If I had to choose a representative model, I would indicate NIU. It is a seating design that very clearly summarises our approach: proportion, control of the form and attention to detail. It has a balanced presence, never invasive, yet still recognisable. It works well in different contexts precisely because it comes from a rigorous design process, where aesthetics, structure and comfort are conceived as a single system.
Alongside the main Riccardo Rivoli collection, focused on design-led projects and quality contract furniture, there is L’Abbate, a complementary proposal connected to the culture of Italian living. What is the deepest difference between these two identities, and why was it important to keep them distinct yet in dialogue?
Alongside the main collection, L’Abbate represents another dimension of the project. It is more closely connected to the culture of Italian living and to a more direct relationship with the domestic space. They are two distinct languages, but they share the same rigour. Keeping them separate is a precise choice, not a division.
Livia belongs to a special dimension of your journey, because it connects the brand with an important memory of Italian design and with the figure of Giò Ponti, starting from the Livianum at the University of Padua. What does it mean for you to preserve this model today, and what continues to make it relevant within modern interiors?

Livia is a particular project because it connects the present with an important memory of Italian design.
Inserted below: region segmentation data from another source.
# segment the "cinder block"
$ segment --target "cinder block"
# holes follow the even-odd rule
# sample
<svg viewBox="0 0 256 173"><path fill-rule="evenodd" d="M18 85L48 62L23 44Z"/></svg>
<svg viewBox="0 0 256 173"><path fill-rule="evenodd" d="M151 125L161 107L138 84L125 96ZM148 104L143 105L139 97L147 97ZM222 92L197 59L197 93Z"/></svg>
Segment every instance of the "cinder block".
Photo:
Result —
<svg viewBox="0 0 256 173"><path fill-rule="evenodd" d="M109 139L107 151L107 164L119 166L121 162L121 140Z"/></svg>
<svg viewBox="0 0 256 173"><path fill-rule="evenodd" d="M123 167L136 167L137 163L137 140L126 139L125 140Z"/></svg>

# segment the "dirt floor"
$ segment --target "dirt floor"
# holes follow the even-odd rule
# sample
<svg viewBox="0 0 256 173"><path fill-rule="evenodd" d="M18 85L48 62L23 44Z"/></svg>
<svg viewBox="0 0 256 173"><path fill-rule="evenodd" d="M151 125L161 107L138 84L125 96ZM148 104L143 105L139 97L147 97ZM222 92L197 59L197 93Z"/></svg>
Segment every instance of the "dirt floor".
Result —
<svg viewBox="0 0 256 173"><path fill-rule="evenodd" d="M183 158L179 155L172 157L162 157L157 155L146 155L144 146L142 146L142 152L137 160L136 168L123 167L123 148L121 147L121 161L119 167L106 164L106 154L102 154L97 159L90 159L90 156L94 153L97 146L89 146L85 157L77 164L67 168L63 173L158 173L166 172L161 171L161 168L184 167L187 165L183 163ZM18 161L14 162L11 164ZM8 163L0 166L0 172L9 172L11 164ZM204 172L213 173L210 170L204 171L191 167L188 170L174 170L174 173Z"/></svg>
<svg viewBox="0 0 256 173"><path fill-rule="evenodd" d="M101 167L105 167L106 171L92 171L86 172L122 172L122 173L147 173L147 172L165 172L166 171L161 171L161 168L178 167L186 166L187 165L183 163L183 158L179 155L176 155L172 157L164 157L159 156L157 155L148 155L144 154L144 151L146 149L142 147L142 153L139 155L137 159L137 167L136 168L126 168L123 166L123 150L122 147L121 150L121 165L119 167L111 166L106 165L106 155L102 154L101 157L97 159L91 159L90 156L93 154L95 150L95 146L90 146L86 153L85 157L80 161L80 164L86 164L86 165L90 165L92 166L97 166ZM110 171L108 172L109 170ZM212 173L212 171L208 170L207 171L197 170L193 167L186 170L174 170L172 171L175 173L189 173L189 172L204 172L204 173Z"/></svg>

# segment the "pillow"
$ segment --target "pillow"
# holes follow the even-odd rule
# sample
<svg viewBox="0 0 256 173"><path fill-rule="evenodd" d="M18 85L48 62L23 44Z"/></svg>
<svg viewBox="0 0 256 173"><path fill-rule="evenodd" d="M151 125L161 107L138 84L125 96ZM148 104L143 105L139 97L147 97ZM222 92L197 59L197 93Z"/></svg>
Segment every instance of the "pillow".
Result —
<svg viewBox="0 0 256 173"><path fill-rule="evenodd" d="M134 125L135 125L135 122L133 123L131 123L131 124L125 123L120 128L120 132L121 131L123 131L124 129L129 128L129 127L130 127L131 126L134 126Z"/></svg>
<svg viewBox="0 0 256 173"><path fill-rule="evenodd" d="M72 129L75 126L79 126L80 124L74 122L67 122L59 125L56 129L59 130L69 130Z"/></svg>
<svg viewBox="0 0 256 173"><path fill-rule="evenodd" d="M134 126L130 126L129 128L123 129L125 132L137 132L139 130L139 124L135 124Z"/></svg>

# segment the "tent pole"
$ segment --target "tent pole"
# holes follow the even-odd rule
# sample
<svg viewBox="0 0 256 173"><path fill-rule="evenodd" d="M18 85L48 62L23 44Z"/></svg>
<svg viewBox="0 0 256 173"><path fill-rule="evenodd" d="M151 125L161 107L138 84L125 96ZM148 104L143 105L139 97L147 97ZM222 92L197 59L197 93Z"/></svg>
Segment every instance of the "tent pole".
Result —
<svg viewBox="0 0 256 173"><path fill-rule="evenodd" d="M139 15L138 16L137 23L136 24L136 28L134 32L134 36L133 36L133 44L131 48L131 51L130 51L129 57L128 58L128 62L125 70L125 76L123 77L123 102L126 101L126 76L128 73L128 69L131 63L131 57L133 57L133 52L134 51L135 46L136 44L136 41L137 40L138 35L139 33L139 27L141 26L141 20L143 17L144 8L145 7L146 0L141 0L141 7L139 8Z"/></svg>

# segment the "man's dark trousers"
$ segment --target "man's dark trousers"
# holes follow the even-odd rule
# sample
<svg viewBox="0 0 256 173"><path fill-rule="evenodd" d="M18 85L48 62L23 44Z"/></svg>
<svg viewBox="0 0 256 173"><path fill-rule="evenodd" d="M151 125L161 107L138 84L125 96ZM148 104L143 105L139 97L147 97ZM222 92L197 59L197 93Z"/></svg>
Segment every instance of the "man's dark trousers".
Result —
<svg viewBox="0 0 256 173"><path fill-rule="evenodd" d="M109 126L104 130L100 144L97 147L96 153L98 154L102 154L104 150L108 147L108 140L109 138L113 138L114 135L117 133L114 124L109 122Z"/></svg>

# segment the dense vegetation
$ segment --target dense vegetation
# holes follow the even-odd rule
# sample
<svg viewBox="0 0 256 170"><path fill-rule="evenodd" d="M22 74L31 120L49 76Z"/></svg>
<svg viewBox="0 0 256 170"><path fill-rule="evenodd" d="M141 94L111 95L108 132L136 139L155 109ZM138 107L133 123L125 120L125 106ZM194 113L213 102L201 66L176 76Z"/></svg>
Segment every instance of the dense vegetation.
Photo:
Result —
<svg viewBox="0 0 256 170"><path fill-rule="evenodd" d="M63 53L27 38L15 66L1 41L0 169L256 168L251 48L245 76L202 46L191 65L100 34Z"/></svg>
It is not simply about preserving a model, but about carrying forward a design principle made of lightness, proportion and constructive intelligence. This is what keeps it alive today.
In your narrative, Made in Italy is never a formula, but a productive and design culture made of experience, research, quality and coherence. Today, also working with international markets, what makes this idea still concrete and credible, beyond any simplification?
For us, Made in Italy is not a declaration, but a working system. It means direct control, a short supply chain, knowledge of materials and continuous dialogue between design and production. This level of coherence is what makes it credible, especially in the most demanding international markets.
It is 2036: if we were to look at Riccardo Rivoli ten years from now and recognise it immediately, which elements should remain intact — proportion, comfort, detail, coherence — and which should evolve more decisively in order to continue dialoguing with architecture, new ways of living and international markets?
Looking at the next ten years, certain elements must remain unchanged: proportion, comfort, quality of detail and coherence. At the same time, it will be necessary to evolve in terms of materials, sustainability and the ability to respond to increasingly complex contexts. The goal is not to change identity, but to make it stronger and more aware.